Cinquant’anni fa si trattava soprattutto di allargamento delle strutture, con una crescente complicazione dei rapporti interni. Parkinson spiegava che un’organizzazione di mille persone può essere impegnata a tempo pieno a comunicare solo con se stessa, senza produrre alcuna attività significativa per il mondo esterno.

Oggi quei problemi rimangono, ma il quadro è ancora più complesso. In un’epoca in cui le riduzioni di personale sono un frequente strumento per far crescere i profitti (e le fusioni, acquisizioni o concentrazioni si traducono quasi sempre in “tagli” di struttura) accade anche il contrario: cioè che le dimensioni delle organizzazioni diminuiscano per motivi non funzionali – e spesso senza correggere il sovraccarico di funzioni inutili e ingombranti.

Questa bizzarra mescolanza di bulimia e anoressia è uno dei malanni più gravi che affliggono le organizzazioni (pubbliche o private) e specialmente le più grandi.

Il fatto fondamentale è che un’organizzazione, come se fosse un organismo vivente, tende a crescere e a riprodurre se stessa. Ma, se la vita ha un valore in quanto tale, non è così per le imprese (o altre organizzazioni pubbliche o private) che meritano di esistere solo se hanno un ruolo utile ad altri – e alla società in generale. Questa è una costante in tutte le aggregazioni umane, indipendentemente dal fatto che siano motivate al profitto o basate su altre premesse, come ruoli istituzionali, sociali, politici o di pubblico servizio.

Fra le osservazioni di Parkinson c’è The Law of Triviality: il grado di attenzione dedicato a un problema dai vertici di un’impresa è inversamente proporzionale alla sua reale importanza. Può non essere una regola fissa, ma chi sa come funzionano davvero le organizzazioni può facilmente constatare che è un fenomeno molto frequente.

Un altro malanno è definito The Law of Delay (“legge del rinvio”). Se un problema è serio, urgente, impegnativo e complesso si evita di affrontarlo, delegandolo a qualcun altro oppure chiedendo ulteriori approfondimenti, fino a quando diventa irrimediabile. Nel clima di fretta esasperata in cui ci troviamo oggi sembra che questo problema non esista, ma la verità è che continua – e si sta aggravando.
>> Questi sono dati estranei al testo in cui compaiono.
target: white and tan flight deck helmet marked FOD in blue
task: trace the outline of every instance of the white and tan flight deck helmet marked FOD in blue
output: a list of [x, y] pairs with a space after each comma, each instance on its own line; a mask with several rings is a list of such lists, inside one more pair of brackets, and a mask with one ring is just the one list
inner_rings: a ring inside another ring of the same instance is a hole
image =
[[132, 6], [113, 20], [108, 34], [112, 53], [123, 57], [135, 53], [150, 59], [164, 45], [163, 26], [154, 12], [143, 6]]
L’urgenza immaginaria e immotivata porta spesso a trascurare tutto ciò che non sembra avere una soluzione immediatamente disponibile. L’inevitabile conseguenza è che si commettono contemporaneamente due errori: si decide affrettatamente su cose che meriterebbero un maggiore approfondimento, mentre si rimandano decisioni che sarebbe stato meglio prendere al momento giusto.

Il marasma risultante produce maggiore fretta, insieme a una congerie di problemi che sarebbero stati evitabili se affrontati in tempo. Così si perpetua e si moltiplica di continuo un circolo vizioso praticamente ingestibile.

Non è difficile constatare fenomeni come questi in situazioni che hanno prodotto risultati fallimentari. Ma il fatto è che una profonda degenerazione dei sistemi decisionali affligge anche molte organizzazioni che sembrano ancora sopravvivere – fino a quando chi non ha notato quanto le termiti della malagestione ne abbiano logorato le strutture si meraviglierà, troppo tardi, del loro improvviso collasso.

La stupidità non è esplicitamente indicata da Parkinson, né da altri studiosi di “perché le cose vanno male”, come causa dei molti malanni che affliggono le organizzazioni. Ma è evidente che quei fenomeni sono stupidi. Come è stupido il fatto che gli sbagli diagnosticati chiaramente cinquant’anni fa continuano a ripetersi – con l’aggiunta di altre complicazioni che ne peggiorano le conseguenze.